Let me prefix this post with a warning that I may offend people.
Let me also preempt the "Am I porn user" question with the answer of yes, I am a regular consumer of porn.
I have manifold issues with these new laws and the arguments of those that support them, so bear with me, please.
For one, I have an issue with criminalizing sexual interests that run no risk to other human beings. You may argue that simulated rape could lead to actual rape, but I would argue that not all rapists watch rape porn, and not all watchers of rape porn are rapists. The two categories do, of course, overlap somewhere, but similarly, many rapists eat food. Correlation does not imply causation.
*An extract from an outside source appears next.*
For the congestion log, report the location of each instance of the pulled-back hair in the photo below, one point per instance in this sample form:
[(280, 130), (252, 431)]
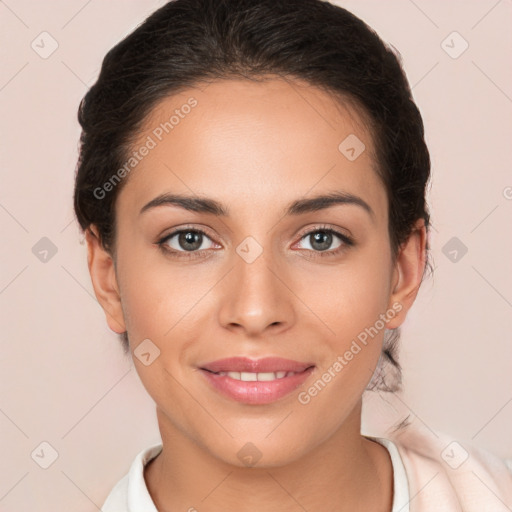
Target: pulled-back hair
[(187, 42)]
Yes, you may have a personal issue with the concept of rape porn, but as long as it isn't hurting anyone, as long as the producers of the material take steps to protect and safeguard the participants from harm, and it is clearly marked as being fictional etc, along with warnings about harming others, then your emotions are your business and should be kept as such. Unfortunately, by criminalizing the production of such material, it's now not possible to regulate its production in the UK, and it will be produced, because there will always be a subset of people who have those kinds of fetishes. I hesitate to draw parallels, and I think this one in particular will get me crucified because it is not a good metaphor, but the "war on drugs" which criminalizes certain things has not been effective because there are always people who will want to purchase drugs, and the producers consist now of people who create said drugs in sheds with rat poison etc, among others. Outlawing something does not control it; outlawing something puts it beyond control.
As for the porn block, it will be laughably ineffective. ISPs have attempted to block things before, most notably being the website "the Pirate Bay", which is one website, which does not go out of its way to avoid being blocked or hiding what it is. That block has failed, with multiple reverse-proxy servers (websites you can go to that deliver the same content) springing up, and it can also be traversed with proxies, VPNs, anonymity tools, and any kind of traffic tunneling. It'll be extremely costly to implement, it may affect your internet experience (the way this will be implemented is a list of terms that will get a website banned, and if it's automated, there will be false positives and harmless websites could get blocked from casual browsing), and, frankly, it's stupid. Child pornography, for example, is not easily accessible on the normal internet; as someone brought up earlier, it's mostly transferred via p2p, steganography, darknets, and so on.
Instead of wasting my money on "blocking" porn in general (as well as child pornography), I would much prefer if the government actually did something about the producers of child pornography. I'm not going to join in self-promoting back-slapping and congratulatory rubbish when children are still being harmed, but instead of doing anything about that, we've decided to throw a rug over child pornography and say how great it is we're protecting kids.
Basically, I don't agree with criminalizing what people enjoy if it doesn't harm anyone (even if I or others find it unpleasant), I don't agree with outlawing something that needs to be regulated and controlled, and I know that the blocking is not only ineffective, but is just an excuse to say that "something is being done".